In the clinic I have never seen any dogs with the extreme skin extensibility that is reported in English Springer Spaniels. In fact, all the cases I have seen have been mixed breeds – some rescue, some suspected puppy mills and some specifically bred mixes. These dogs are usually referred for some specific issue such as medial patellar luxation or carpal hypermobility. Often the owners have been given an option of surgery to these specific areas. There has, however, been no examination of the whole dog to discover that this is a multi-joint problem rather than one specific joint. My concern in these cases would be that doing surgery on one joint will only throw more stress on the rest of the already compromised joints in the body.

We do know from studies as far back as the 1980s and 1990s that light resistance training can have an effect on the collagen in the ligament and tendon tissue. If we use this as a basis for developing an exercise program for these dogs we can achieve a good outcome.
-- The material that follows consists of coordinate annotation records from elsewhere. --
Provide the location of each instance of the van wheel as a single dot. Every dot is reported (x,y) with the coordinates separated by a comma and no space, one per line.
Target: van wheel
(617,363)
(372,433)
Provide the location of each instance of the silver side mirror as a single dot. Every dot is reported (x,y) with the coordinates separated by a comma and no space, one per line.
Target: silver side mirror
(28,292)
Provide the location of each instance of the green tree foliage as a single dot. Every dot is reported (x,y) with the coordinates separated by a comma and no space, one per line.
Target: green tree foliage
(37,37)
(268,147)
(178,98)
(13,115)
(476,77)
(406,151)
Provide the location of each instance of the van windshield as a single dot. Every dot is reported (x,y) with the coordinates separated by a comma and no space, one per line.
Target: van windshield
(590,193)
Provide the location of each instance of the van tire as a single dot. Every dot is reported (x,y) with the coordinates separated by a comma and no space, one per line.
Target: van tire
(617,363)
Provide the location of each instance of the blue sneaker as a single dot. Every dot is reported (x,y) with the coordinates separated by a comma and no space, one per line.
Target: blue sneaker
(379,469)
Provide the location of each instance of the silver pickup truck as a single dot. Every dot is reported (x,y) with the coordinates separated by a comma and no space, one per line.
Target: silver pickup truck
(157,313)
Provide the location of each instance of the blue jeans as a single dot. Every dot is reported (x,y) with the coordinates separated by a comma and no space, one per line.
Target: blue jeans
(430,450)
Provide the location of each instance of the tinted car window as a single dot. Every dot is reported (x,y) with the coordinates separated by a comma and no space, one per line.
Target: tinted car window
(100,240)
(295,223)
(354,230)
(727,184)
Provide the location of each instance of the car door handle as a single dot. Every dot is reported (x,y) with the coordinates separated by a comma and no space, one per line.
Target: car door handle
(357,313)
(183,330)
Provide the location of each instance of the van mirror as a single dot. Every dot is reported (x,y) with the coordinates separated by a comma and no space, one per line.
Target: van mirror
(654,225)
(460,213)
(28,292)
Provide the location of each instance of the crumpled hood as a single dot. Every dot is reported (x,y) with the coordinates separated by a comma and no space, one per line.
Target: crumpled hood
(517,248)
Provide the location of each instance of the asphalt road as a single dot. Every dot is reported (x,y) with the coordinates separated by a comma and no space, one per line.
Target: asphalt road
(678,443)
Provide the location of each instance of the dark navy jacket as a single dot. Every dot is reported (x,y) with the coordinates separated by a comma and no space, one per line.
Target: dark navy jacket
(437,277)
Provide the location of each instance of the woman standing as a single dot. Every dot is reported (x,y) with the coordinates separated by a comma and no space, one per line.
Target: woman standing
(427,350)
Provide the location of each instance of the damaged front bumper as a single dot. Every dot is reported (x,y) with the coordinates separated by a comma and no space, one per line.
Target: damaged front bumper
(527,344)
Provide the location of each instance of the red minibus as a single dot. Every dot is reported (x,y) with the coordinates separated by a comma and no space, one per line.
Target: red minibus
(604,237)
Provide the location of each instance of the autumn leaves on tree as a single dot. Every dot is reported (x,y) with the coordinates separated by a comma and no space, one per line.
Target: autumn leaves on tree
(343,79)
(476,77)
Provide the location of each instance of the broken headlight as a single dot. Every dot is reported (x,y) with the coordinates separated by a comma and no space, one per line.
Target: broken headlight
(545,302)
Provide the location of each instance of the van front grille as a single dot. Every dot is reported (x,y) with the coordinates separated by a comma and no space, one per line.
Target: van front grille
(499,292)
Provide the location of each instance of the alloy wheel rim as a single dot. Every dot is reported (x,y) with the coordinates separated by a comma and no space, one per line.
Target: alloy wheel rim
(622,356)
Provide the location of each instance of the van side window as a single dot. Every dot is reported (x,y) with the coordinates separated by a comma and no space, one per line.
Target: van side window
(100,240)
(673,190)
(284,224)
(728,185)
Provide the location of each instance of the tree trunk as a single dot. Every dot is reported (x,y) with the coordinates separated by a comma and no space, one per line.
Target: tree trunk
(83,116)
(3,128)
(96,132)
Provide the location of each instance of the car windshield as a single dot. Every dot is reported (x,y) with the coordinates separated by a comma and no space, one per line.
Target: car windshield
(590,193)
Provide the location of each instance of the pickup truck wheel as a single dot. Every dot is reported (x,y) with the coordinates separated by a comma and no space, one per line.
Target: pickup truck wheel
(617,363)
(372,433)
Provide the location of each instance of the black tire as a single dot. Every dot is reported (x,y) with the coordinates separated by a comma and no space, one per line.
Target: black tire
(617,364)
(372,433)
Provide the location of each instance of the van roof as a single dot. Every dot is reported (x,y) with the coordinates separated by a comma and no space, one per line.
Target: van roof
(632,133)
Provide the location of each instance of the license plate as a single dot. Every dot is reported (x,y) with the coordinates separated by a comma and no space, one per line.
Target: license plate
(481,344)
I have found that the most success with these clients has been achieved by correcting any specific spinal joint dysfunctions especially in the pelvic girdle followed by an intensive exercise program to improve neuromuscular control over joint motion. We have used a variety of balance and proprioception exercises as well as underwater treadmill. One of my new favourite exercises is using the whole-body vibration platform incorporating movements such as sit to stand and three leg stands. Some eager owners have purchased their own unit to continue the program at home.

The little boy in the video was a rescue, possibly puppy mill, who fortunately was adopted by a wonderful owner. The suggestion for him was bilateral patellar stabilization surgery. After correcting the SIJ dysfunction we have gone on with an extensive exercise program that is also carried out at home. I am happy to say he is doing well.

These cases are fun to treat since the exercise program you design is limited only by your imagination. They are usually able to live a very functional life.